Renaturalizacja ekosystemów musi objąć zarówno tereny rolnicze, jak i miejskie (zajmujące 1 proc. lądów nadających się do zamieszkania), a także lasy (37 proc.) i w zasadzie każdy rodzaj ekosystemu, jaki występuje na Ziemi. Z wcześniejszych publikacji naukowych wiadomo, że aby zatrzymać ekocyd, dzika przyroda powinna dysponować co najmniej połową Ziemi, wliczając w to ocean.

Dziś różnymi formami ochrony objęte jest ledwie kilka procent powierzchni oceanu i kilkanaście procent lądów.

Ochrona przyrody nie powinna polegać na „sadzeniu lasów", tylko przede wszystkim na zostawieniu tych lasów w spokoju. Podobnie zostawione same sobie muszą być ogromne rejony oceanu - głównie te przybrzeżne, bo to one buzują od życia. Obecnie eksplorujemy właściwie każdy dostępny rejon oceanu (łowiąc, transportując, poszukując surowców mineralnych).

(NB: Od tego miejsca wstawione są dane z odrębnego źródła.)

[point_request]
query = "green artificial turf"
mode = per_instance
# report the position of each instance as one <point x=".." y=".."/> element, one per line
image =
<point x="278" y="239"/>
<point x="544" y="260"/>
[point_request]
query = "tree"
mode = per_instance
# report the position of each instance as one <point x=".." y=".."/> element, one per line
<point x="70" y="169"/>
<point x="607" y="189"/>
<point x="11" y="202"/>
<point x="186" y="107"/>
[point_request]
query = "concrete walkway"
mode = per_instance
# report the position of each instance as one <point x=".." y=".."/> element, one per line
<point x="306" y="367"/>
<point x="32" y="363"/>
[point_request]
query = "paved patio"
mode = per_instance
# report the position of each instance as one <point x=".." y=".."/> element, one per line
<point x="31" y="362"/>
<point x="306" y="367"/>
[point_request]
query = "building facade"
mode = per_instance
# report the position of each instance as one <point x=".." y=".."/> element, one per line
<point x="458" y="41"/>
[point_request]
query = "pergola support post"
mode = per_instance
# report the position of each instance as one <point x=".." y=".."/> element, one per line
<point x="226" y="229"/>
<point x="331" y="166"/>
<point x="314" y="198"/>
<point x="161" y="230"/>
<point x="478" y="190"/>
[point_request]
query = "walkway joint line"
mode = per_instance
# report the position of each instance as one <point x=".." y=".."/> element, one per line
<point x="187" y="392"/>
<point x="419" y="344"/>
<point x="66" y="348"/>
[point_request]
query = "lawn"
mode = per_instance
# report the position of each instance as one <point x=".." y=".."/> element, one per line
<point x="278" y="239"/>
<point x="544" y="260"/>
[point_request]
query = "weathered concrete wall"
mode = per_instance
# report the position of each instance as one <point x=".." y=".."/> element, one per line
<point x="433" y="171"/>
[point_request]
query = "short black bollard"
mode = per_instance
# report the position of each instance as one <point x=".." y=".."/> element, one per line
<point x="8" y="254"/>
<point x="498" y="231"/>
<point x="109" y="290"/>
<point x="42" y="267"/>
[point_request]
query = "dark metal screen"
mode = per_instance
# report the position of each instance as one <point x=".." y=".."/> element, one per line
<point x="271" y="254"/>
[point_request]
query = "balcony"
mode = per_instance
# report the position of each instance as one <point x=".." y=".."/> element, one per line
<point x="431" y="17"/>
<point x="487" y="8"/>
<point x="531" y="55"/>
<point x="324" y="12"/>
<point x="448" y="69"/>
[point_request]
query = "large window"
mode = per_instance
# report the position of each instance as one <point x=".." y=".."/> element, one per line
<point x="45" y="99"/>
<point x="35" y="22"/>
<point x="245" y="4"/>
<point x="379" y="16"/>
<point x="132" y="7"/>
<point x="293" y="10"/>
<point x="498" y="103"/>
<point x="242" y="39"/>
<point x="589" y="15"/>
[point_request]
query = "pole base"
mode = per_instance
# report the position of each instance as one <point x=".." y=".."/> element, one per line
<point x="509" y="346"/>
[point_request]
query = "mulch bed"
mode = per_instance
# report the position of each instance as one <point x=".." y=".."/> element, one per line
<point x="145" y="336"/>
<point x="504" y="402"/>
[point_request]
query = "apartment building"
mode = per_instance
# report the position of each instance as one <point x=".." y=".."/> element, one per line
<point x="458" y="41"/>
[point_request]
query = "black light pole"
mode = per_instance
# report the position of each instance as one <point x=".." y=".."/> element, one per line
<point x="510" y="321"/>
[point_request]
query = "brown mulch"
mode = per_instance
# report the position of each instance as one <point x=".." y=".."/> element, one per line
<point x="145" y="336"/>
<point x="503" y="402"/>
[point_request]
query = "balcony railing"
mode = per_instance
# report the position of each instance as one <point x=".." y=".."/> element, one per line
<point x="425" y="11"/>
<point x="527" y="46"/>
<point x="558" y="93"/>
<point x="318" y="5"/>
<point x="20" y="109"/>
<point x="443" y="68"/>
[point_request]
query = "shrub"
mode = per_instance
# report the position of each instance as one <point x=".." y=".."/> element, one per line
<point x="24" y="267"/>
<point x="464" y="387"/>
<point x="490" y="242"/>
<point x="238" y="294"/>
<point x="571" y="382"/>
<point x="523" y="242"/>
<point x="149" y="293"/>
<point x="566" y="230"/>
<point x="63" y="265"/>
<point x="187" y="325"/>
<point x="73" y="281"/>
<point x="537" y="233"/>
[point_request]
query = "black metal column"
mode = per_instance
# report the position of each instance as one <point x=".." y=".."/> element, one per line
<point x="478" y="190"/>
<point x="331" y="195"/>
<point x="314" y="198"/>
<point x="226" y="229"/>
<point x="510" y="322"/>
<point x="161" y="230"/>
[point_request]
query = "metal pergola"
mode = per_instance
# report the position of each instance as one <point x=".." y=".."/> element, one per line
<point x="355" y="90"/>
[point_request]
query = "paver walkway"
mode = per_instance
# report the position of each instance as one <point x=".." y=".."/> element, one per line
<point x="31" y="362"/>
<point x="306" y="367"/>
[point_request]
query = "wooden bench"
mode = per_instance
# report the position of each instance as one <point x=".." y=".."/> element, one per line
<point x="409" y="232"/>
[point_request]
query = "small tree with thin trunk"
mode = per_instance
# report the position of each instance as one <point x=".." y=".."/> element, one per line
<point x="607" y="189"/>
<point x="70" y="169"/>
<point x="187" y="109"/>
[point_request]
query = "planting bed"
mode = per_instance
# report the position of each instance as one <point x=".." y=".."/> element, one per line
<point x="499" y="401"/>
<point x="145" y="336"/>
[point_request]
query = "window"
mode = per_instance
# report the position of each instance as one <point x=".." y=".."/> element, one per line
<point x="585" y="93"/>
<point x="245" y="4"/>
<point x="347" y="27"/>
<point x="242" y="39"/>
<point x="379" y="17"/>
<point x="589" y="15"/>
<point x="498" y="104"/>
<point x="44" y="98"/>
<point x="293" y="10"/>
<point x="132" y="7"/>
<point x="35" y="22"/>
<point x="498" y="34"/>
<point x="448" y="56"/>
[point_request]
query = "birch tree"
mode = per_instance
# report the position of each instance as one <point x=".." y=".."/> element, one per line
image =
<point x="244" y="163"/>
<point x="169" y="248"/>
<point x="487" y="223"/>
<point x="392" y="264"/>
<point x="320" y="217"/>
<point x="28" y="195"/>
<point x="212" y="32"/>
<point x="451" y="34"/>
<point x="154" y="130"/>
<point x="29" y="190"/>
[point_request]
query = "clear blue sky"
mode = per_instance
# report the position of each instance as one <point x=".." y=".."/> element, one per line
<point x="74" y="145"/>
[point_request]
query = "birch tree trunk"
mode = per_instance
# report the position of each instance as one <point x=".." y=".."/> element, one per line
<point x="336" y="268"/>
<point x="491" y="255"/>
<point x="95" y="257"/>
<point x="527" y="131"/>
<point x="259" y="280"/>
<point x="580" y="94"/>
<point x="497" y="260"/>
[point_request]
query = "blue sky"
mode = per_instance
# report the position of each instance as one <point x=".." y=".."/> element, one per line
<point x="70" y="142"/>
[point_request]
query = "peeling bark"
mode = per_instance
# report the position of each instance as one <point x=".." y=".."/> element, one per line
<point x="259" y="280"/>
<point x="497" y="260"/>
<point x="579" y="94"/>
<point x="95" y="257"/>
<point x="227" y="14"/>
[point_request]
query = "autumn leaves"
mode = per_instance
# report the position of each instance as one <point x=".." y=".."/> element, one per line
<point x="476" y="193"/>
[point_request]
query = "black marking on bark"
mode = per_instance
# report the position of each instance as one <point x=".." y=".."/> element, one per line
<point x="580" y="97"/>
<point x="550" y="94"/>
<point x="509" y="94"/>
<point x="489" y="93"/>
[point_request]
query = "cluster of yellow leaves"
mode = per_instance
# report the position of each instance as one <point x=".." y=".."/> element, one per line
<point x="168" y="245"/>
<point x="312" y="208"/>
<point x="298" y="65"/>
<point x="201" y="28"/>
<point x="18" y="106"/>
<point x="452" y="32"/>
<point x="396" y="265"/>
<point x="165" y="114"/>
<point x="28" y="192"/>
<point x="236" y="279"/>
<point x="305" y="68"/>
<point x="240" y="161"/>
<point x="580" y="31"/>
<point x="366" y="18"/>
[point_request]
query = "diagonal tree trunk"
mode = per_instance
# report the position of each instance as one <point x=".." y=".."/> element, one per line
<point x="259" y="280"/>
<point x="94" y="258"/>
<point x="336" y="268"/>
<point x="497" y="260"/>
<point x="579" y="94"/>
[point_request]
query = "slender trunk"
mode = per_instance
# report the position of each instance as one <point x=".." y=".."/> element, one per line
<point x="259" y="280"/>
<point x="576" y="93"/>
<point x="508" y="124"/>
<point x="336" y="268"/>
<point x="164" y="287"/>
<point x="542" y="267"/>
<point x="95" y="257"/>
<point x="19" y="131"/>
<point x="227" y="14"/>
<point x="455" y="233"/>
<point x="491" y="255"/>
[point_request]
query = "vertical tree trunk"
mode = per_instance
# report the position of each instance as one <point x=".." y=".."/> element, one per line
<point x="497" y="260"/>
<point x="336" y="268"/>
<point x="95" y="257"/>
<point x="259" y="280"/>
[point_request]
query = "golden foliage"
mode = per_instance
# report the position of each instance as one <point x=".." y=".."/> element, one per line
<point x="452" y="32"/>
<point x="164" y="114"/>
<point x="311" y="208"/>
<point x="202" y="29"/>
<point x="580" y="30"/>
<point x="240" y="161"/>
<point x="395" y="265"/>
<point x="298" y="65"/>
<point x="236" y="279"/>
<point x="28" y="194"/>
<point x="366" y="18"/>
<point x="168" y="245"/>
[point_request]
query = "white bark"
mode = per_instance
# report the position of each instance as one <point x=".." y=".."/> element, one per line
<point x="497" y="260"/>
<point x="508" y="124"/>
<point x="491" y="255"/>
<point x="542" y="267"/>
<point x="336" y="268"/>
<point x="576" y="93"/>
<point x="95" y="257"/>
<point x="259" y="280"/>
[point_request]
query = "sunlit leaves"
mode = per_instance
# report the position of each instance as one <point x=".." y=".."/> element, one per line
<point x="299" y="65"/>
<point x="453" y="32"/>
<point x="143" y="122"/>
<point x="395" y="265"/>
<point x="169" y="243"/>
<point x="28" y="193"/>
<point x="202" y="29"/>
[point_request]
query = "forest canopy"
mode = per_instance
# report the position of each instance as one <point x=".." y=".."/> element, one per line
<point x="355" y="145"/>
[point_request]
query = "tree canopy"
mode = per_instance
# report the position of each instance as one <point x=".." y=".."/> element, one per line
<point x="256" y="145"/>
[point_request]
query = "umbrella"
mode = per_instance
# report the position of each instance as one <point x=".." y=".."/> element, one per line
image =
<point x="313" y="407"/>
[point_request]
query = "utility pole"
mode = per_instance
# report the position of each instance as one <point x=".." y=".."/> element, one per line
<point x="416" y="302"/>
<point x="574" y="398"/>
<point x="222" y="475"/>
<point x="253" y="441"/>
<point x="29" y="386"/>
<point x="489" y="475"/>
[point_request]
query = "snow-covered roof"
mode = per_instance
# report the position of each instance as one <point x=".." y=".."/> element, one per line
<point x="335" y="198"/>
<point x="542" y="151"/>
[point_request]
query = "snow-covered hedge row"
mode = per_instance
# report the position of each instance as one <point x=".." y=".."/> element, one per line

To wszystko będzie, oczywiście, kosztować. Autorzy raportu UNEP szacują te koszta (bez wydatków na restauracje ekosystemów morskich) na co najmniej 200 mld dol. rocznie przez najbliższą dekadę.

Pozornie dużo, ale każdy dolar zainwestowany w ochronę przyrody ma się zwrócić 30-krotnie. Prócz zysków gospodarczych przeżyjemy też jako cywilizacja i gatunek. A to chyba niemało.

 

Postscriptum,

EKOCYD - jak pisze Tomasz Ulanowski, to "ekologiczne samobójstwo, ekobójstwo, zniszczenie całego ekosystemu, w którym żyjemy"

Według autorów raportu środowiskowego ONZ, żeby uniknąć błędu, jakie popełniły w historii ludzkości liczne cywilizacje, powinniśmy oddać naturze zabrane jej tereny. I to niemałe, bo już w tej dekadzie trzeba wyłączyć z gospodarki teren wielkości Chin. Tylko takie działanie pozwoli na redukcję emisji. Jest to piękny apel.

Rozglądam się i naokoło brak przywódców, którzy z radością oddają kawałek dziczy, wycofując stamtąd harwestery, przemysł, zabudowę. Rozglądam się i nie widzę, ponieważ pomiędzy świadomością zagrożeń ekologicznych a działaniami, które uratują świat przed kryzysem klimatycznym, rozciąga się przepaść.